What Collaborators and Deployments Must Do Next

Anyone with an existing clone is now on a divergent history. They have two choices:

Option 1 — fresh clone (simplest):

cd ..
rm -rf old-clone
git clone git@github.com:your-org/your-repo.git

Option 2 — rebase existing work onto the rewritten history:

git fetch origin
git rebase --onto origin/main <old-base-commit> <local-branch>

This is fiddly and error-prone. Tell people to fresh-clone unless they have uncommitted local work that's expensive to recreate.

For deployment pipelines, the implications depend on how your deployment tool tracks revisions. If your pipeline pins to specific commit SHAs (in dashboards, audit logs, or rollback histories), those SHAs no longer exist in the rewritten history. DeployHQ deployments keyed to webhook events from new pushes will continue to work, but a "rollback to commit abc123" action where abc123 predates the rewrite will fail until you re-trigger fresh deployments and let new SHAs accumulate.

Open pull requests are the worst-affected: most platforms close PRs when the source branch's history diverges. Plan to re-open or recreate them after the rewrite.


Garbage Collection and Reclaiming Disk Space

The blobs you removed are still in .git/objects/git filter-repo only updates refs. To actually shrink the repository on disk:

git reflog expire --expire=now --all
git gc --prune=now --aggressive

On the remote, GitHub and GitLab run garbage collection on their own schedule. The repository size on the platform won't drop instantly — for GitHub, opening a support ticket asking them to run GC is the fastest way to reclaim space publicly.
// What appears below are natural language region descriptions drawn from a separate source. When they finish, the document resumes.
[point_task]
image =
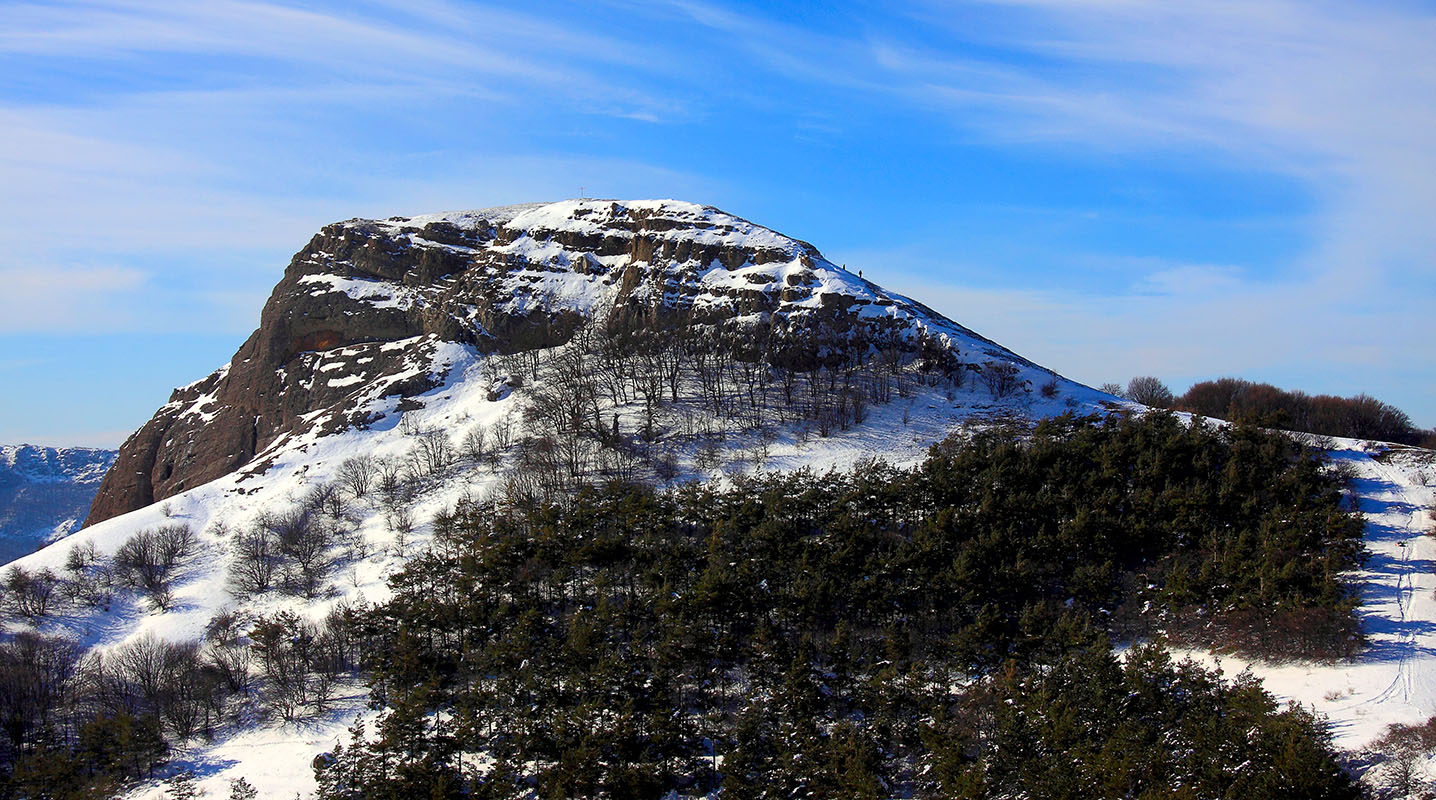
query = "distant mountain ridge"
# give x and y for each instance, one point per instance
(45, 493)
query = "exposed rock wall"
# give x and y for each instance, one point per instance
(358, 305)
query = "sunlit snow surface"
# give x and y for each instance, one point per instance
(276, 757)
(1393, 681)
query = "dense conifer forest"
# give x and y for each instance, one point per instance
(944, 631)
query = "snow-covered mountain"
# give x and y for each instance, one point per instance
(45, 493)
(375, 309)
(514, 349)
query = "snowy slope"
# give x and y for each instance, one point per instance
(1395, 680)
(598, 259)
(276, 757)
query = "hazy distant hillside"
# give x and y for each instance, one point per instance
(45, 493)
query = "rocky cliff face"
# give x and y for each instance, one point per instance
(45, 493)
(365, 303)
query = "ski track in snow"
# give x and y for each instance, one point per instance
(1393, 680)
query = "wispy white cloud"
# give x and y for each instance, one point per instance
(42, 298)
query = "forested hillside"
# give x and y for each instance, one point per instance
(944, 631)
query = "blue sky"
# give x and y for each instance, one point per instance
(1185, 188)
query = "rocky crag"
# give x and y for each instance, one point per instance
(364, 306)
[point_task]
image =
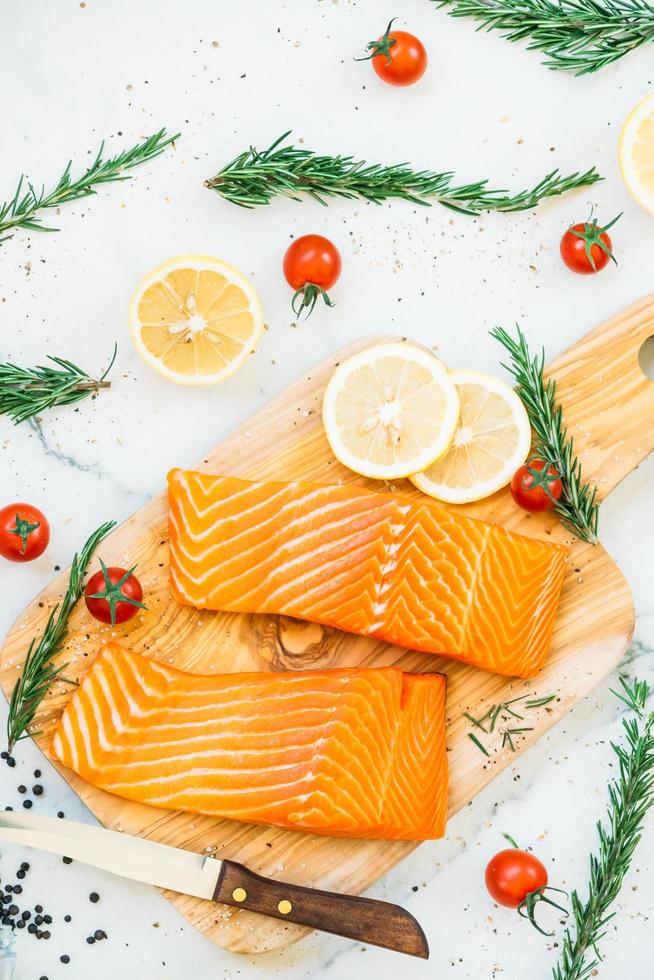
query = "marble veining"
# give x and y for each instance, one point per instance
(227, 75)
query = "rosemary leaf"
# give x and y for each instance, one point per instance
(25, 392)
(578, 507)
(254, 178)
(22, 210)
(540, 702)
(631, 795)
(482, 748)
(579, 36)
(39, 671)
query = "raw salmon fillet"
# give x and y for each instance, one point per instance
(406, 571)
(350, 753)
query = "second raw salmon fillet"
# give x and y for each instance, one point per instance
(384, 565)
(350, 753)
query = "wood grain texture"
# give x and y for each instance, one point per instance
(609, 406)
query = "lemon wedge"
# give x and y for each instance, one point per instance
(195, 319)
(390, 410)
(636, 153)
(492, 440)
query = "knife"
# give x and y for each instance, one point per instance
(362, 919)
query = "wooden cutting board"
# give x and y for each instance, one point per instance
(609, 409)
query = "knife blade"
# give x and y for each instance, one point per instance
(364, 919)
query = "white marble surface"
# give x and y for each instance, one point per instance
(225, 75)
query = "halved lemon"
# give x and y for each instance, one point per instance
(195, 319)
(390, 410)
(492, 440)
(636, 153)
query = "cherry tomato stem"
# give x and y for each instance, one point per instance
(312, 264)
(536, 486)
(587, 248)
(119, 598)
(518, 880)
(398, 57)
(24, 532)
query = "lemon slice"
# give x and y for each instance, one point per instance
(195, 319)
(492, 440)
(390, 410)
(636, 153)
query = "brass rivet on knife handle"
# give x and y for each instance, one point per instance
(361, 919)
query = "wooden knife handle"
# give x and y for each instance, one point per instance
(362, 919)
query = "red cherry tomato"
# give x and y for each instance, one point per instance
(24, 532)
(113, 595)
(512, 875)
(312, 264)
(530, 485)
(398, 57)
(586, 248)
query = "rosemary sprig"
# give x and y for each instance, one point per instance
(25, 392)
(578, 507)
(502, 711)
(22, 210)
(631, 795)
(253, 178)
(39, 672)
(579, 36)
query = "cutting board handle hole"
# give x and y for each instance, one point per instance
(646, 358)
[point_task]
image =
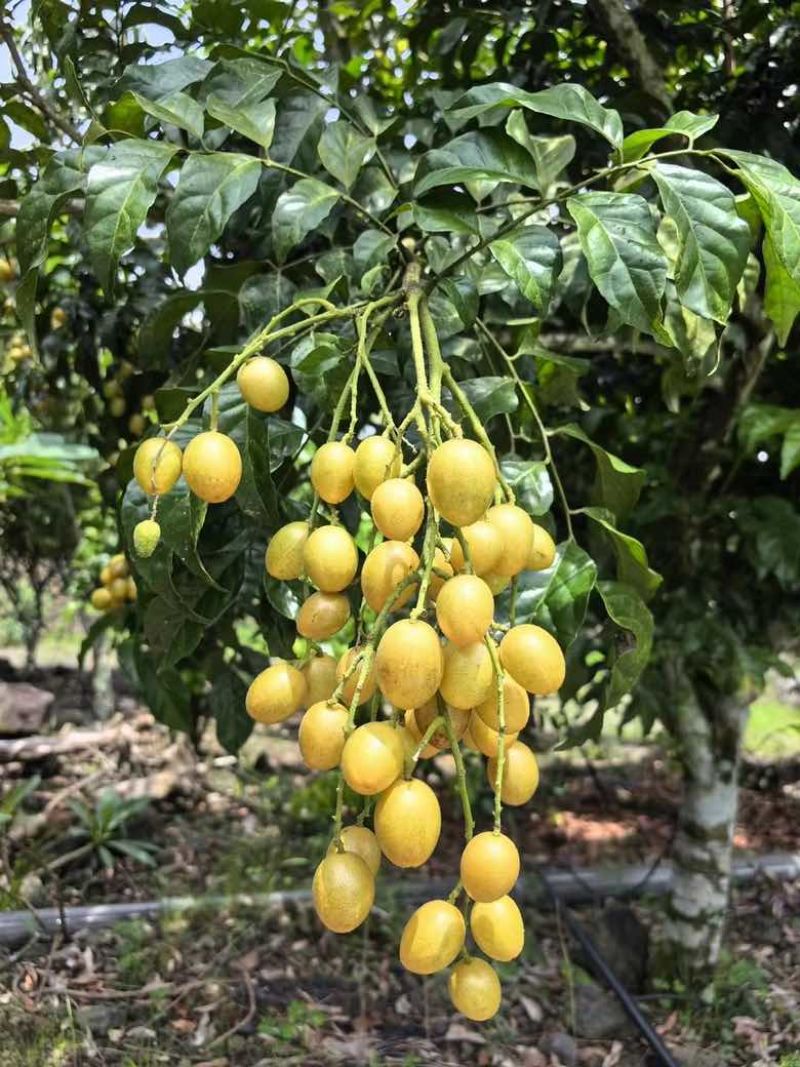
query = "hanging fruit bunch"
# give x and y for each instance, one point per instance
(431, 667)
(116, 586)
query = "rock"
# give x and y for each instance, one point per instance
(22, 707)
(624, 942)
(598, 1014)
(563, 1047)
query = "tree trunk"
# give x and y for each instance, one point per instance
(102, 686)
(709, 733)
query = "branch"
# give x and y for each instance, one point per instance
(27, 85)
(628, 38)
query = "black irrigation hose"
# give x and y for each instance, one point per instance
(601, 965)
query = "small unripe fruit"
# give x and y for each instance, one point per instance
(284, 559)
(157, 465)
(146, 537)
(264, 383)
(212, 466)
(377, 459)
(332, 472)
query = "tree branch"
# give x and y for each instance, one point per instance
(629, 41)
(35, 96)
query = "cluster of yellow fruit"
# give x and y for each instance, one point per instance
(116, 586)
(446, 681)
(211, 463)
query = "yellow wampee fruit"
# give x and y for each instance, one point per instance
(516, 534)
(490, 865)
(320, 679)
(332, 472)
(409, 663)
(344, 890)
(398, 509)
(484, 544)
(264, 383)
(330, 558)
(322, 615)
(372, 758)
(408, 823)
(467, 674)
(363, 842)
(475, 989)
(465, 609)
(485, 738)
(432, 938)
(157, 465)
(284, 558)
(101, 600)
(533, 658)
(275, 694)
(461, 480)
(384, 569)
(542, 550)
(515, 706)
(212, 466)
(368, 685)
(520, 775)
(321, 735)
(498, 929)
(377, 459)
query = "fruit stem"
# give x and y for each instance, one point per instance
(499, 680)
(270, 334)
(460, 778)
(477, 426)
(425, 739)
(530, 404)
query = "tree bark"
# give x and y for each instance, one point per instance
(709, 733)
(623, 29)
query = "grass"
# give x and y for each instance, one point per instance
(773, 730)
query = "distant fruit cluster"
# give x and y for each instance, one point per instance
(116, 586)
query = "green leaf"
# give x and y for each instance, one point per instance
(62, 177)
(491, 396)
(446, 211)
(530, 481)
(557, 598)
(157, 80)
(298, 211)
(256, 494)
(627, 609)
(782, 296)
(120, 191)
(226, 700)
(714, 240)
(569, 101)
(344, 150)
(254, 121)
(632, 558)
(550, 155)
(210, 189)
(618, 484)
(175, 109)
(625, 260)
(531, 257)
(479, 159)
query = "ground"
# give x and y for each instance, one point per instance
(250, 984)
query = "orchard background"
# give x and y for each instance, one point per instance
(562, 242)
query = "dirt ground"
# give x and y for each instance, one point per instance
(254, 985)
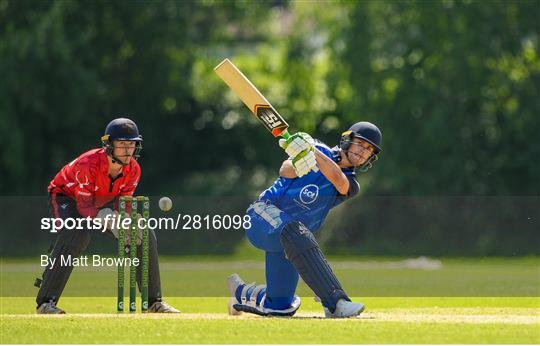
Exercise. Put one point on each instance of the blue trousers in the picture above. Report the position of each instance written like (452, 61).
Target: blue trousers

When Not to Rewrite History

History rewrites are a heavy hammer. They're the right tool when:

  • A large file or secret was committed recently and the repo is private or has few external collaborators
  • You're shrinking a bloated repo before migrating it to a new host
  • A regulatory requirement forces removal (GDPR, copyright takedown)

They're the wrong tool when:

  • The repo is public and has been forked or cloned widely — your rewrite doesn't propagate to forks, and the leaked content is already in the wild
  • The "large file" is actually a working asset that needs to stay tracked — use Git LFS instead, which keeps the file accessible but stops it from bloating clones
  • The cost of disrupting every collaborator outweighs the disk-space gain

For ongoing large-file management — design assets, ML weights, compiled binaries that genuinely belong in the repo — Git LFS is the right answer. History rewriting is an emergency tool, not a workflow.


A Pre-Flight Checklist

Before running git filter-repo on a real repository:

  1. Mirror-clone to a throwaway directory.
  2. Run git filter-repo --analyze and review the size reports.
  3. Note the current HEAD SHA so you can compare counts before and after.
  4. Tell collaborators to push outstanding work and stop pushing during the rewrite window.
  5. If a secret leaked, rotate it now — don't wait for the rewrite.
  6. Run the rewrite and inspect the output for unexpected changes.
  7. Force-push, then verify remote history with a fresh clone before declaring victory.
  8. Run git gc locally and ask the host platform to GC the remote.

The whole process takes 10–30 minutes for a typical repository. Skipping the mirror clone is the most common way teams turn a routine cleanup into a recovery operation.